In [1]:
import os
import json
import re
import numpy as np

from PIL import Image
from collections import defaultdict

## Resize Images

In [25]:
def resize_image(image, size):
    return image.resize(size, Image.Resampling.LANCZOS)

def resize_images(input_dir, output_dir, size):
    for idir in os.scandir(input_dir):
        if not idir.is_dir():
            continue

        if not os.path.exists(output_dir + '/' + idir.name):
            os.makedirs(output_dir + '/' + idir.name)
        
        images = os.listdir(idir.path)
        n_images = len(images)
        for iimage, image in enumerate(images):
            try:
                with open(os.path.join(idir.path, image), 'r+b') as f:
                    with Image.open(f) as img:
                        img = resize_image(img, size)
                        img.save(os.path.join(output_dir + '/' + idir.name, image), img.format)
            except(IOError, SyntaxError) as e:
                pass

            if (iimage + 1) % 1000 == 0:
                print("[{}/{}] Resized the images and saved into '{}'."
                      .format(iimage+1, n_images, output_dir+'/'+idir.name))

In [26]:
input_dir = r"C:\Users\hieunc15\Documents\VisualQA\data\raw\images"
output_dir = r"C:\Users\hieunc15\Documents\VisualQA\data\processed\images"
image_size = [224, 224]

resize_images(input_dir, output_dir, image_size)

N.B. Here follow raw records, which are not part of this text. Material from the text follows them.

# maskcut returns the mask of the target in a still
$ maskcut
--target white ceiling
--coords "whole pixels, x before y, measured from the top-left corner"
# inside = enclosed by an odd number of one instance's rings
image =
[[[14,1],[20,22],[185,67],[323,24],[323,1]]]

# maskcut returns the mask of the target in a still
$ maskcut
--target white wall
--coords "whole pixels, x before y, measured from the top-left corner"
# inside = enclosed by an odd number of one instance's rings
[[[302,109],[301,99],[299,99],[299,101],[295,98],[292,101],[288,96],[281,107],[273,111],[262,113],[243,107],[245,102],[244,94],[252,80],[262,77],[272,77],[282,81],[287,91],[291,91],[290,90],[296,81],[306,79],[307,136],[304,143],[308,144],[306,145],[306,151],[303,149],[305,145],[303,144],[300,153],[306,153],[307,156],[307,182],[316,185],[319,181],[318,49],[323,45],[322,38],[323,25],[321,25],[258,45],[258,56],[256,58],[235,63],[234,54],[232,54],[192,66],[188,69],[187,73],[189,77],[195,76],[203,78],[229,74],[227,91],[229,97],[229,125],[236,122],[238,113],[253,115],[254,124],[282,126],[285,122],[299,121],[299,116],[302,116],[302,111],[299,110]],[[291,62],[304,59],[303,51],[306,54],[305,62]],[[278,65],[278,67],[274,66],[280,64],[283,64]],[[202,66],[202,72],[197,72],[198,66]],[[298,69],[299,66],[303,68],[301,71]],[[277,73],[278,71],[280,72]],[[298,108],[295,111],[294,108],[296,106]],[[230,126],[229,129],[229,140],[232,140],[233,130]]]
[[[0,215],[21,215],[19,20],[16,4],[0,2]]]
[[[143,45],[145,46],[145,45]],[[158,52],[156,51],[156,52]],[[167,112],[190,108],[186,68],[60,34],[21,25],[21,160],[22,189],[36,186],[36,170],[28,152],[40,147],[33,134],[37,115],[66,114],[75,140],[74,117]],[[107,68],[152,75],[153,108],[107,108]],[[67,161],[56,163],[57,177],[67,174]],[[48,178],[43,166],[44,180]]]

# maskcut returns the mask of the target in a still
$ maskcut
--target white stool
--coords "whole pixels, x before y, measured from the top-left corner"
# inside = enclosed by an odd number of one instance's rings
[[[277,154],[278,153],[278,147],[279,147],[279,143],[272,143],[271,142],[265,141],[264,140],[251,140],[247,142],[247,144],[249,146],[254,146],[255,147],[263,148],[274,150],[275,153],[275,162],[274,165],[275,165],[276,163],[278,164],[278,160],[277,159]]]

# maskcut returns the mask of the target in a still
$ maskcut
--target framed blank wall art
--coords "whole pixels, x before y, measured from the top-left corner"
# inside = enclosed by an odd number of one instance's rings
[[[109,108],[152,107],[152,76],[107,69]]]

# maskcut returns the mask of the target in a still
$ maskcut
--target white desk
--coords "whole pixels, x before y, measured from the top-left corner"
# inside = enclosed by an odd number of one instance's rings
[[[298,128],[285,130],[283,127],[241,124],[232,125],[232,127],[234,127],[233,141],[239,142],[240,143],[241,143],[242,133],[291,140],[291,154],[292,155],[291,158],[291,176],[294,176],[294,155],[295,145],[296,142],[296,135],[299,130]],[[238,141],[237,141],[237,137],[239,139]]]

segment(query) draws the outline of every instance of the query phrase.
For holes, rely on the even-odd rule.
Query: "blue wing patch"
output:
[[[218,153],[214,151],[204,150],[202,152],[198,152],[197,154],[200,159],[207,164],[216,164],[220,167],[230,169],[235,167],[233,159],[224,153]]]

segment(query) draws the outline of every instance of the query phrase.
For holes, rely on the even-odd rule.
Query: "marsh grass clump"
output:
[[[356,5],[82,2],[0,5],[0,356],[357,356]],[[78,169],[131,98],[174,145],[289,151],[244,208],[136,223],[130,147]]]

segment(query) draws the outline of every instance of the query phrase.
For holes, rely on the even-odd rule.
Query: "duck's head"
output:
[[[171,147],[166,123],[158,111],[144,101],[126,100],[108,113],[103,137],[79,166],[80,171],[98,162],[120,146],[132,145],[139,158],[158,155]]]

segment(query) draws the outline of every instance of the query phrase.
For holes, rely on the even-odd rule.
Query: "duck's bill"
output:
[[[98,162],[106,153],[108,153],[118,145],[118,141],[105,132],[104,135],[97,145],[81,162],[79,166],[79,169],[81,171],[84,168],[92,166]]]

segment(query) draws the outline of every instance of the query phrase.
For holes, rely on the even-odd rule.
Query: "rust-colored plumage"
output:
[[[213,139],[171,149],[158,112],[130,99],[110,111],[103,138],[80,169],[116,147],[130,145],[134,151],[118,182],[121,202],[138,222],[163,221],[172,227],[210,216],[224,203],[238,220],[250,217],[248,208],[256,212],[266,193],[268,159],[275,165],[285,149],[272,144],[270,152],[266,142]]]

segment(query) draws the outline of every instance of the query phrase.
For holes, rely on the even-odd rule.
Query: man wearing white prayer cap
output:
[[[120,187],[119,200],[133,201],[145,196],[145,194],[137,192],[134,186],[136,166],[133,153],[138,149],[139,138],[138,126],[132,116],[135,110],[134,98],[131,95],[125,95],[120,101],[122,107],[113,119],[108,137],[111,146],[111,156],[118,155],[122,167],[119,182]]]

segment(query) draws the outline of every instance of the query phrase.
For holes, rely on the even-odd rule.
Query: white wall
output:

[1000/82783] Resized the images and saved into 'C:\Users\hieunc15\Documents\VisualQA\data\processed\images/train2014'.
[2000/82783] Resized the images and saved into 'C:\Users\hieunc15\Documents\VisualQA\data\processed\images/train2014'.
[3000/82783] Resized the images and saved into 'C:\Users\hieunc15\Documents\VisualQA\data\processed\images/train2014'.
[4000/82783] Resized the images and saved into 'C:\Users\hieunc15\Documents\VisualQA\data\processed\images/train2014'.
[5000/82783] Resized the images and saved into 'C:\Users\hieunc15\Documents\VisualQA\data\processed\images/train2014'.
[6000/82783] Resized the images and saved into 'C:\Users\hieunc15\Documents\VisualQA\data\processed\images/train2014'.
[7000/82783] Resized the images and saved into 'C:\Users\hieunc15\Documents\VisualQA\data\processed\images/train2014'.
[8000/82783] Resized the images and saved into 'C:\Users\hieunc15\Documents\VisualQA\data\processed\images/train2014'.
[9000/82783] Resized the images and saved into '

## Make Vocab for QA

In [27]:
def make_vocab_questions(input_dir):
    """Make dictionary for questions and save them into text file."""
    vocab_set = set()
    SENTENCE_SPLIT_REGEX = re.compile(r'(\W+)')
    question_length = []
    datasets = os.listdir(input_dir)
    for dataset in datasets:
        with open(input_dir+'/'+dataset) as f:
            questions = json.load(f)['questions']
        set_question_length = [None]*len(questions)
        for iquestion, question in enumerate(questions):
            words = SENTENCE_SPLIT_REGEX.split(question['question'].lower())
            words = [w.strip() for w in words if len(w.strip()) > 0]
            vocab_set.update(words)
            set_question_length[iquestion] = len(words)
        question_length += set_question_length

    vocab_list = list(vocab_set)
    vocab_list.sort()
    vocab_list.insert(0, '<pad>')
    vocab_list.insert(1, '<unk>')
    
    with open(r'C:\Users\hieunc15\Documents\VisualQA\data\processed\vocab_questions.txt', 'w') as f:
        f.writelines([w+'\n' for w in vocab_list])
    
    print('Make vocabulary for questions')
    print('The number of total words of questions: %d' % len(vocab_set))
    print('Maximum length of question: %d' % np.max(question_length))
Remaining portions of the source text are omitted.